The final test when making hard selection decisions for me comes down to an assessment of whom I think is most likely to change the world for the better. All candidates perform to high academic standards and demonstrate high levels of competence in many areas. Beyond that, the heart of the Rhodes ethos for me is a powerful desire to contribute to a better world - combined with capacity to do so.

A wonderful effect of living and studying in Oxford is exposure to an international community of extraordinary people. For many of us, this immersion simultaneously cut some limiting cords of earlier selves and lifted the ambitions of emergent selves.

I decided, coming out of my doctorate in medieval literature, that running programming for the BBC would be an outstanding way to bring marvelous content to many people. The logical next step was, of course… to join McKinsey & Co. That was a tough and ultimately life-changing experience that further supplemented a desire to change the world with some tools to do so.
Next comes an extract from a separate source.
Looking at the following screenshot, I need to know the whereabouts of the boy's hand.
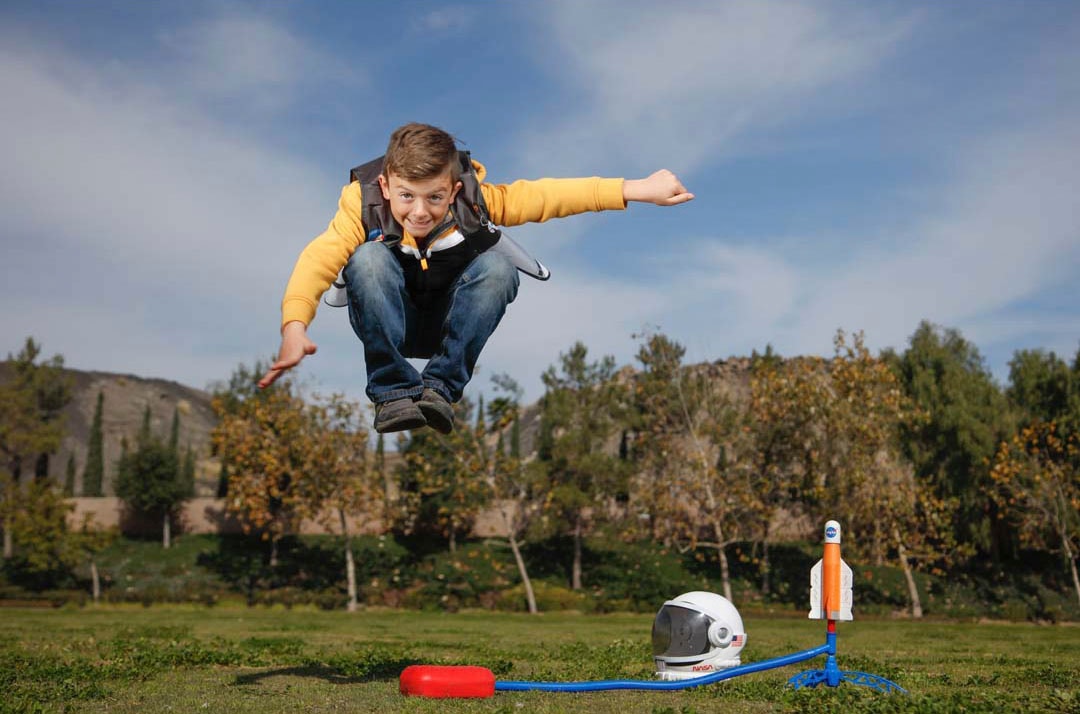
[258,320,319,389]
[622,169,693,205]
The luxury of the Rhodes ethos to me is that it envisages self development as a collective or social good. Post McKinsey and a stint in government, I’ve been fortunate enough to make a living doing just this.

It has arisen from doing something I would never have anticipated: founding a business – a public policy consultancy firm.  The work I’ve undertaken with a series of teams over the years aspires to bring discipline and clear sightedness to problems that matter. The range is huge, the motivation and tools are constants. It might be designing better services for the most disadvantaged on a financially sustainable basis. Or growing an ecosystem that catalyses entrepreneurs and startups without defaulting to `business welfare’ as the lever to do so. It might be creating the conditions for cultural and creative output that is diverse and appeals across ages, backgrounds, dispositions and aspirations; that is multi- and mono-disciplinary and that can be provocative to those who fund it.  

Taking on a Rhodes scholarship as a lifelong commitment can allow us to engage with public transformations that hopefully shape our worlds for the better.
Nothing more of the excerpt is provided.